"LA CACICA DE
GUATAVITA"
La laguna de
Guatavita, de una asombrosa perfecta circunferencia, se encuentra
ubicada en el extenso mar de tierra que es la sabana verde y
feraz de Bogotá, era por aquel entonces un adoratorio
en donde los indígenas ofrendaban su arte, la más preciada orfebrería
precolombina, figurillas y adornos en filigrana de oro y las esmeraldas únicas en el mundo, a
su diosa tutelar. Aquella Bella aborigen en forma de serpiente, que surgía
como un designio divino de las aguas imponentes y misteriosas de la laguna, para recordar
a su pueblo la entrega de las doradas ofrendas y augurarle largos periodos
de paz, prosperidad y ventura.
El ceremonial derivó con el
paso del tiempo en un acto político-religioso que se efectuaba
por la consagración de cada nuevo Zipa (Cacique de Bacatá,
actual Bogotá, capital de la república de Colombia).

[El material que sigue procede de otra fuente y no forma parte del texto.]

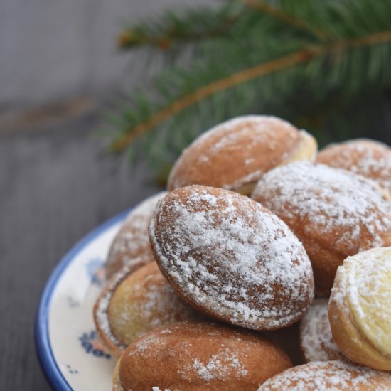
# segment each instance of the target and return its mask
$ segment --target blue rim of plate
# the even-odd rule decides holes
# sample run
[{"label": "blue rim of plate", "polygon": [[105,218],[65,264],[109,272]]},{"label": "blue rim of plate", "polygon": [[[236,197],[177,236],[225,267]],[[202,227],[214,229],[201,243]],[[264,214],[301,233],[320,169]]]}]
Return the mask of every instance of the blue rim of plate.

Producía una gran expectación entre los chibchas
al aproximarse dicho festejo ritual. El cacique y su pueblo
iniciaban un periodo de ayuno y abstinencia a la par que hacían
propósitos de enmienda. Al mismo tiempo, preparaban sus
máscaras ceremoniales y sus más bellos adornos fabricados en
oro; aprestaban los instrumentos musicales, los alimentos que
sembraban con sus manos para su manutención y la chicha
de maíz para celebrar el gran acontecimiento. Así,
el espíritu liberado de sus penas y congojas, estaría
dispuesto para disfrutar de la magnificencia del espectáculo de las fiestas
por venir.
Las comarcas vecinas comenzaban a volcarse sobre las zonas aledañas
a la venerada laguna de Guatavita. Se olvidan las penas y los rencores
y todos por igual se identificaban en la misma alegría.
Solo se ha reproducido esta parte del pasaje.